17. Specific Performance
The legal remedy of dollar damages or the equitable remedy of rescission may not be adequate to provide a proper remedy to a party injured by a breach of contract. The only adequate remedy may be to require the branching party to perform the contract. This remedy is called specific performance. It is used in contracts involving real estate and personal property; it is not available for contracts involving relationships and services.
Specific performance is granted in cases when the court in the exercise of its discretion determines that dollar damages would not be an adequate remedy. Specific performance is not a master of right but rests in the discretion of the court. To warrant specific performance, the contract must be clear, definite, complete, and free from any suspicion of fraud or unfairness. Dollar damages are considered inadequate and specific performance is the proper remedy when the subject matter of the contract is unique. Since each parcel of real estate differs from every other parcel of real estate, all land is unique, and courts of equity will therefore specifically enforce contracts to sell real estate. Examples of unique personal property are antiques, racehorses, heirlooms, and the stock of a closely held corporation. Such stock is unique because each share has significance in the power in control the corporation. Items readily available in the marketplace are not unique.

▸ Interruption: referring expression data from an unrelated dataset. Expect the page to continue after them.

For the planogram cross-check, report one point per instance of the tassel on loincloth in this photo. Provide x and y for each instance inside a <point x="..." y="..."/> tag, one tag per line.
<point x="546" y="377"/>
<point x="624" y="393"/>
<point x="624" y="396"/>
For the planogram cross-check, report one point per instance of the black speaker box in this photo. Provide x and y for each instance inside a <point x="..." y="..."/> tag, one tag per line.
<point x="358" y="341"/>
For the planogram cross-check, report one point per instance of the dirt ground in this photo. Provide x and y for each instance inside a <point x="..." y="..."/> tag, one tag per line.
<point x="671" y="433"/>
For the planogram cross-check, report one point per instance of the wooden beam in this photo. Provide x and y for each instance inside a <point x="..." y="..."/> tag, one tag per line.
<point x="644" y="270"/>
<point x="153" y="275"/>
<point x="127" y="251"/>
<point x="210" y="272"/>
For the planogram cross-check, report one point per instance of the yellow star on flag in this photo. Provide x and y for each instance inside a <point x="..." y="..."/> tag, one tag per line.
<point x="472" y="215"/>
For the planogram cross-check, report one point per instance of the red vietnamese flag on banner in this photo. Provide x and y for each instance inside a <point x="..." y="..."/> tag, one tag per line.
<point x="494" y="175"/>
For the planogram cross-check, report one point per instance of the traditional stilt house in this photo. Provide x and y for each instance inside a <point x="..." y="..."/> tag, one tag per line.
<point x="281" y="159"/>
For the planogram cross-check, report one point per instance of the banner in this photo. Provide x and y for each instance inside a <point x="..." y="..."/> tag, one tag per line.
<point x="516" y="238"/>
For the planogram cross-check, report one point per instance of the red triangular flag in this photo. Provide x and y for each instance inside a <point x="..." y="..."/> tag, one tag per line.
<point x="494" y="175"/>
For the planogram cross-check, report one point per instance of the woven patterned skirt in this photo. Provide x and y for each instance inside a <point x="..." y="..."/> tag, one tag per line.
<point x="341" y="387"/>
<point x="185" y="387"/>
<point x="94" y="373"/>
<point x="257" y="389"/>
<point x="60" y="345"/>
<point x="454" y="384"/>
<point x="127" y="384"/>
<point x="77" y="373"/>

The Uniform Commercial Code provides that specific performance they be decreed when the goods sold are unique or in other proper circumstances [2-716] The Code retains the traditional requirement that the goods be unique and that there be no adequate remedy law. However, the Code also allows this specific performance remedy in other circumstances, which generally means that the goods cannot be bought elsewhere at a reasonable price. For example peaches and oranges are not unique. But if an early severe frost destroys most of the peaches and oranges, drastically raising the price of the surviving crop, a court might award specific performance to a buyer in a contract to sell peaches and oranges.
18. Rescission
The equitable remedy of rescission is available in a variety or circumstances. It may be granted by a court of equity when a transaction has been induced by fraud or mistake. Rescission will also be granted to a minor in order that he may exercise his privilege of withdrawing from a contract. It is also used as a remedy if one party's breach of a contract is so substantial that the other party should not be required to perform either. This is covered in detail in chapter 12.

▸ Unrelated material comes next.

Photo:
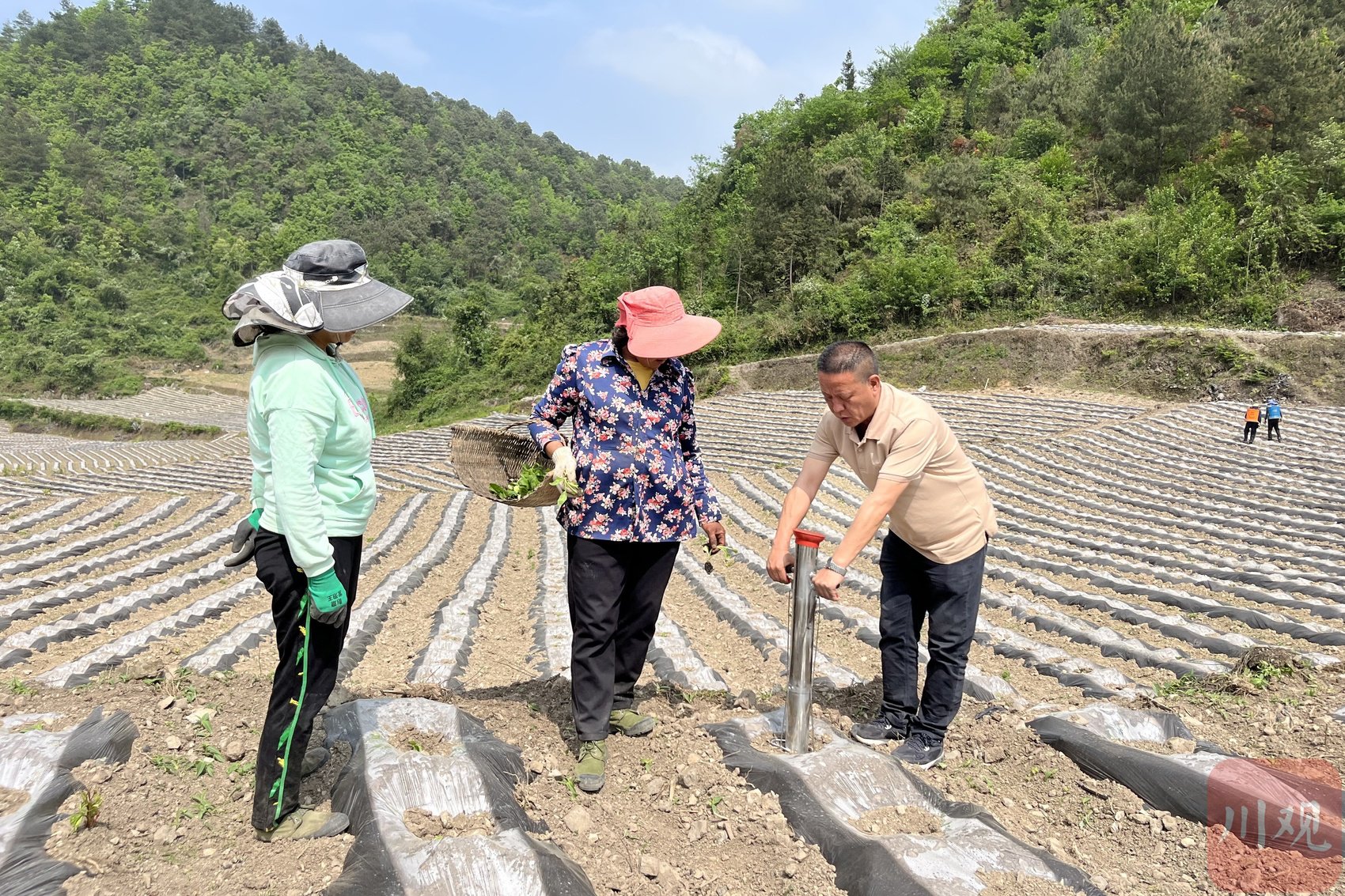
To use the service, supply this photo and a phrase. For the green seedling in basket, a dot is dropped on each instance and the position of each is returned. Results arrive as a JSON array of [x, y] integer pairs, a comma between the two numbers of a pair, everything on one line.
[[532, 478]]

A party who discovers facts that warrant rescission of a contract has a duty to act promptly. If he elects to rescind, he must notify the other party within reasonable time. So that rescission may be accomplished when parties may still be restored, as nearly as possible, to their original positions. A Party entitled to rescission may either avoid the contract or affirm it. Once he makes his choice, he may not change it. Failure to rescind within a reasonable time is tantamount to affirming the contract. The party who seeks rescission must return what he has received in substantially as good condition as it was when he received it. Since this remedy is an equitable one, it is subject to the usual maxims of courts of equity.